BTW, as the AST ser/deser is changed as well, not sure we have compatibility issue and, if there is, how to handle that. please advice me on that concern. Thanks.
clang/include/clang/AST/DeclCXX.h | ||
---|---|---|
390–394 | Try to avoid inflating memory footprint by borrowing one bit from NumExplicitCaptures. It seems to me that we won't have that large number (8192) of *explicit* capture. | |
clang/lib/Sema/SemaLambda.cpp | ||
432 | extracted from startLambdaDefinition so that we could have a single place to handle mangling numbers based on CUDA attributes. |
@rsmith Richard, could you take a look, please? Lambdas, mangling, ODR rules & ABI scare me. :-)
@tra thanks for promoting the review. This patch is quite critical to support extended lambda in clang. We have several workloads that have this mangle numbering issue.

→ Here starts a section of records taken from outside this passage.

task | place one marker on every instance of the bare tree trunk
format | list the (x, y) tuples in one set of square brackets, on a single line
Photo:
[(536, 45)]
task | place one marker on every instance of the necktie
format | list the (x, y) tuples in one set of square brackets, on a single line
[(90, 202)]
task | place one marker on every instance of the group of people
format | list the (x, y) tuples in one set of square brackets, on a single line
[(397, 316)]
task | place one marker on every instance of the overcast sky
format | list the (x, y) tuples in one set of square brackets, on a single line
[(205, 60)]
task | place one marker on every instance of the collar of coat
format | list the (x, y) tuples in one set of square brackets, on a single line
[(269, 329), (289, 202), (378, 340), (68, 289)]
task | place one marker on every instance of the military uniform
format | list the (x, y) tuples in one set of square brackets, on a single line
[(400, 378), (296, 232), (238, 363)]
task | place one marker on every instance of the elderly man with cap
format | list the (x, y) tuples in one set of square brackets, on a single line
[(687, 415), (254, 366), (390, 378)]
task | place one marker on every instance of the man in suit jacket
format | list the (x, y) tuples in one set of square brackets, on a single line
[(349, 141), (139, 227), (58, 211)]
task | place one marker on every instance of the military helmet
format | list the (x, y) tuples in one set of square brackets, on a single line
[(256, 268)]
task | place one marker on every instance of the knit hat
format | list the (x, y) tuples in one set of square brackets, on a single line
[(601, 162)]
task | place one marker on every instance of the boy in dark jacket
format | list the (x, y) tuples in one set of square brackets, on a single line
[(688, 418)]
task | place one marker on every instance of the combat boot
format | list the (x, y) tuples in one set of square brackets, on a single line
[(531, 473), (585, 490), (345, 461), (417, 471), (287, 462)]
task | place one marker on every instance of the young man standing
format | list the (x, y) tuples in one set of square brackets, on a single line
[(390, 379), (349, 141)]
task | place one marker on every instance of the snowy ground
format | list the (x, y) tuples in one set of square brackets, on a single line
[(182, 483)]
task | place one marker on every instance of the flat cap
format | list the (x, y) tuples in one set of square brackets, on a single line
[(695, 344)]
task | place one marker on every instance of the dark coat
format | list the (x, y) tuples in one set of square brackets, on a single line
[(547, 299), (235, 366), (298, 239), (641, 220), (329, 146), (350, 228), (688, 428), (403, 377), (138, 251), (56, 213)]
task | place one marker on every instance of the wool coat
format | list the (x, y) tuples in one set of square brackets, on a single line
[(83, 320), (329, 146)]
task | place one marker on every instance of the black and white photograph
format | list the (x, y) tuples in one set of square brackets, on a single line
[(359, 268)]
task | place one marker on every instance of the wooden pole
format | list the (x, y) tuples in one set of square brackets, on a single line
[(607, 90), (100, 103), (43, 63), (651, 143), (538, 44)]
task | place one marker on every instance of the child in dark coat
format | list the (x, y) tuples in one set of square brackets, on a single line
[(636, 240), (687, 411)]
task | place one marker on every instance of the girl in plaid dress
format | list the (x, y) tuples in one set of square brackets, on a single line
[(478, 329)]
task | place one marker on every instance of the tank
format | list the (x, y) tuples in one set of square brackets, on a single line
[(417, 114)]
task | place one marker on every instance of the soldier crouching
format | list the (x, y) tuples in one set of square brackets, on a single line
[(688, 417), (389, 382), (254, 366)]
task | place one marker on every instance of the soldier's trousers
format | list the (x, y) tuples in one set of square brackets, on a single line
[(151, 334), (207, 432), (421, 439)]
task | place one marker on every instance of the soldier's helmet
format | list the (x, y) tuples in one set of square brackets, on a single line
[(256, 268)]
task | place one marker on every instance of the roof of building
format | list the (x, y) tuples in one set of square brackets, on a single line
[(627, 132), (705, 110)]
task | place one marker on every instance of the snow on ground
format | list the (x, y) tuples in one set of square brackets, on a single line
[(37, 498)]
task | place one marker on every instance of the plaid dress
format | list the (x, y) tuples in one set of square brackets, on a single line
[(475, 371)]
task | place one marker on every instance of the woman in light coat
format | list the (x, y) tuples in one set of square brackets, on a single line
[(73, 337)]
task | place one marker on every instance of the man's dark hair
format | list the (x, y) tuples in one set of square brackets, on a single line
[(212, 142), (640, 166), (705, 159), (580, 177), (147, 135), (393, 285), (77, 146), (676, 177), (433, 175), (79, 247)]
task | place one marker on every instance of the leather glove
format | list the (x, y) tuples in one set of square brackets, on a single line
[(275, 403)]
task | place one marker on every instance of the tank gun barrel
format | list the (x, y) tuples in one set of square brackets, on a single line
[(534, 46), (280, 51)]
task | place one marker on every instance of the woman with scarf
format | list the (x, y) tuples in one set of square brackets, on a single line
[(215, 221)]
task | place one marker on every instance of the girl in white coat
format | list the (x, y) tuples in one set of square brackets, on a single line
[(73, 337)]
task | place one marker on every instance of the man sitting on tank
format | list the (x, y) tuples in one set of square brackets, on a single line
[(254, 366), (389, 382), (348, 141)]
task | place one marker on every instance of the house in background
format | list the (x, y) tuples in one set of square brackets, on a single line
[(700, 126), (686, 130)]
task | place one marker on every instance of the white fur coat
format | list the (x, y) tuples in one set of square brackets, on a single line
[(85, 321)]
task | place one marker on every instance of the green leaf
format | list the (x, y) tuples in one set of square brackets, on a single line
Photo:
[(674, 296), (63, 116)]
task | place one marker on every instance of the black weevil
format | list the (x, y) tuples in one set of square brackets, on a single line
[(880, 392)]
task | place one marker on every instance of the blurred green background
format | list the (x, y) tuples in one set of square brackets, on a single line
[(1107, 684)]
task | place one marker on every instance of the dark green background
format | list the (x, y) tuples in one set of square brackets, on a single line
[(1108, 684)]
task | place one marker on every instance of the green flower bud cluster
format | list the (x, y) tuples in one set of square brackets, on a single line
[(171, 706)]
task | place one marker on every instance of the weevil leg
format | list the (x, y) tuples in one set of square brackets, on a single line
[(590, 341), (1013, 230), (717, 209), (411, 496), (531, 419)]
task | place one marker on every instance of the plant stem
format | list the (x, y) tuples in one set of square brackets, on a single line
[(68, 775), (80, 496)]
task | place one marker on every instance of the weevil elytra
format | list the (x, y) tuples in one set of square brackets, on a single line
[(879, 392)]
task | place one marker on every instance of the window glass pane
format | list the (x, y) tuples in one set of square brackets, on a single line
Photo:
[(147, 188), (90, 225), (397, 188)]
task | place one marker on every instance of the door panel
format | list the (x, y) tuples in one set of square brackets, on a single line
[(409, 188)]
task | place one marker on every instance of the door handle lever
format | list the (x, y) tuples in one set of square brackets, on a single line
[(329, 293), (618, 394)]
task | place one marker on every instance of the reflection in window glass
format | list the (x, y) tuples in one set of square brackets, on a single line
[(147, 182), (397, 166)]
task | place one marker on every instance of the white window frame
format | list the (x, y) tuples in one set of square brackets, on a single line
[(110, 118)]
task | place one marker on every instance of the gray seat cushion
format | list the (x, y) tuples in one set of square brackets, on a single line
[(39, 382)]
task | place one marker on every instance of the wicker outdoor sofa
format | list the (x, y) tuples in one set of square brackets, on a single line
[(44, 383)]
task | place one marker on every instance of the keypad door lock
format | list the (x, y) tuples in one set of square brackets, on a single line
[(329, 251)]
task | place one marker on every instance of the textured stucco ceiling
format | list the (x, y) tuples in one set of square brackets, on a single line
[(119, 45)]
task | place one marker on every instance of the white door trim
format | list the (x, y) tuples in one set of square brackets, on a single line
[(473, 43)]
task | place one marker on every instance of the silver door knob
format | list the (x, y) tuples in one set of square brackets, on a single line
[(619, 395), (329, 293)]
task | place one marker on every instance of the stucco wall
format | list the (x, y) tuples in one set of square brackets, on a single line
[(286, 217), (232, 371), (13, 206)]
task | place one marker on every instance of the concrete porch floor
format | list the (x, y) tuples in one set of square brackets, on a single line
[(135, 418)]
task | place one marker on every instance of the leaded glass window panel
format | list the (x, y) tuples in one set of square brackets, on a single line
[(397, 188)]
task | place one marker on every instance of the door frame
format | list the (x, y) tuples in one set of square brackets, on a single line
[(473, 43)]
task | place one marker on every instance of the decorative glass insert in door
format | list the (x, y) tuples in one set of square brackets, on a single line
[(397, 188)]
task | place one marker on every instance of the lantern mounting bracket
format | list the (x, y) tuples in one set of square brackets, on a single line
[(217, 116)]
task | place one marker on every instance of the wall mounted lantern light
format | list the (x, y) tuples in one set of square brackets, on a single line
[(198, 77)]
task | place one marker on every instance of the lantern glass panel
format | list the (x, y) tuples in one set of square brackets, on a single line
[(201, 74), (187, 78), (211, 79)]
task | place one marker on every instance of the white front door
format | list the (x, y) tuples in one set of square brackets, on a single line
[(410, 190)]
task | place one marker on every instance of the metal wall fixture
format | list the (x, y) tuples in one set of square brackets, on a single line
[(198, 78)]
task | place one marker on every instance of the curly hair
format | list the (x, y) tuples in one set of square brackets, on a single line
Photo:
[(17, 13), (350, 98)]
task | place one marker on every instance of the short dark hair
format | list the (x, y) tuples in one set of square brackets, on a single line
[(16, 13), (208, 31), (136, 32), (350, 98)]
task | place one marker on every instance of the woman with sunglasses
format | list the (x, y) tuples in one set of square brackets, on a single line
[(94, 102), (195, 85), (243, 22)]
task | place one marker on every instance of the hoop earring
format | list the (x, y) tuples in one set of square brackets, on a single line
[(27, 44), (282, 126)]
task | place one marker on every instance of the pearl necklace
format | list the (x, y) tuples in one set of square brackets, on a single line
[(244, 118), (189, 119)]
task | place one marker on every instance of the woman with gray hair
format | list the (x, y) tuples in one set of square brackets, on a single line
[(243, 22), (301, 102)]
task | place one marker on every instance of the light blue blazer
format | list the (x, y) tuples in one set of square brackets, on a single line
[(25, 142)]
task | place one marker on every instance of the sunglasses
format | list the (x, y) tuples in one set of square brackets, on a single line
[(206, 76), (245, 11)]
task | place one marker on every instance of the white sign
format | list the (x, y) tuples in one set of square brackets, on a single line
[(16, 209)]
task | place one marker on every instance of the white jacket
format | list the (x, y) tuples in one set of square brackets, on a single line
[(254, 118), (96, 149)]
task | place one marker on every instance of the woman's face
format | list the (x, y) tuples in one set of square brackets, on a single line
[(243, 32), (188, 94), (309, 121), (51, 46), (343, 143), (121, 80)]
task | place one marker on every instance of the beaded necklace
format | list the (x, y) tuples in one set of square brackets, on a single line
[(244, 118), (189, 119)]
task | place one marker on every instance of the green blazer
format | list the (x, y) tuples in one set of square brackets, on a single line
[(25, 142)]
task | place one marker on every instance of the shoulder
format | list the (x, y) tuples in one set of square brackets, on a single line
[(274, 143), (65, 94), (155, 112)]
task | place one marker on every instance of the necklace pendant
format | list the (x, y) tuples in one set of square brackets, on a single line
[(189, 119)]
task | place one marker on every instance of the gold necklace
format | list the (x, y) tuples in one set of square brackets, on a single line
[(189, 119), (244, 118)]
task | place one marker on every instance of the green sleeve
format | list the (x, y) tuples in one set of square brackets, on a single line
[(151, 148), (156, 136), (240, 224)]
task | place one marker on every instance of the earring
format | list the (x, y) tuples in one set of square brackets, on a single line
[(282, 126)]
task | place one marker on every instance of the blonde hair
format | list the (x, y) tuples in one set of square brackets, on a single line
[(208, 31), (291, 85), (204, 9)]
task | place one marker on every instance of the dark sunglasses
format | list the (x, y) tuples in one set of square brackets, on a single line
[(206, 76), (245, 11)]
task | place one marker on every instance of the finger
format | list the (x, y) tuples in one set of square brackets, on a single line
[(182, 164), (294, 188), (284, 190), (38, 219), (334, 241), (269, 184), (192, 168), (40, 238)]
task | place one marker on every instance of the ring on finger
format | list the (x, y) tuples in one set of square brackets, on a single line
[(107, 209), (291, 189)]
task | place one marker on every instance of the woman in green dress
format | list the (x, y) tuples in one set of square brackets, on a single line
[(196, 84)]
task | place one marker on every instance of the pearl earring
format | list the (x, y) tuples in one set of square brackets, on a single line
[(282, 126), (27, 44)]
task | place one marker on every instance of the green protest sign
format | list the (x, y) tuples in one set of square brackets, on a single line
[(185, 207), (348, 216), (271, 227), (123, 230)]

Broadly, I think it's reasonable to number additional lambda expressions in CUDA compilations. However:
- This is (in theory) an ABI break on the host side, as it changes the lambda numbering in inline functions and function templates and the like. That could be mitigated by using a different numbering sequence for the lambdas that are only numbered for this reason.
- Depending on whether the call operator is a device function is unstable. If I understand the CUDA rules correctly, then in practice, because constexpr functions are implicitly host device, all lambdas will get numbered in CUDA on C++14 onwards but not in CUDA on C++11, and we generally want those modes to be ABI-compatible. I'd suggest you simplify and stabilize this by simply numbering all lambdas in CUDA mode.
clang/lib/Sema/SemaLambda.cpp | ||
---|---|---|
477 | What happens if there are other enclosing constructs that would give the lambda internal linkage (eg, an anonymous namespace or static function that might collide with one in another translation unit, or a declaration involving a type with internal linkage)? Presumably you can still suffer from mangling collisions in those cases, at least if you link together multiple translation units containing device code. Do we need (something like) unique identifiers for device code TUs to use in manglings of ostensibly internal linkage entities? |
I vote for the numbering of all lambdas in the CUDA mode once addressed in (D63164 as long as we decouple the numbering from the linkage. As long as all lambdas are numbered, the first one is also mitigated. I will prepare the changes forcing all lambdas to be numbered under CUDA/HIP mode.
clang/lib/Sema/SemaLambda.cpp | ||
---|---|---|
477 | Those unnamed ones will be addressed in late patches as, currently, we only have lambda numbering issues from real workloads. I am preparing changes to address other unnamed types, namespaces, and etc. |
I agree with Richard's suggestion of just numbering all the lambdas in both modes if that's viable.
clang/include/clang/AST/DeclCXX.h | ||
---|---|---|
390–394 | If this field is necessary, please borrow its space from ManglingNumber below rather than the number of explicit captures. |
clang/include/clang/AST/DeclCXX.h | ||
---|---|---|
1713 | This function name should mention that it's only applicable to lambdas. |
Try to avoid inflating memory footprint by borrowing one bit from NumExplicitCaptures. It seems to me that we won't have that large number (8192) of *explicit* capture.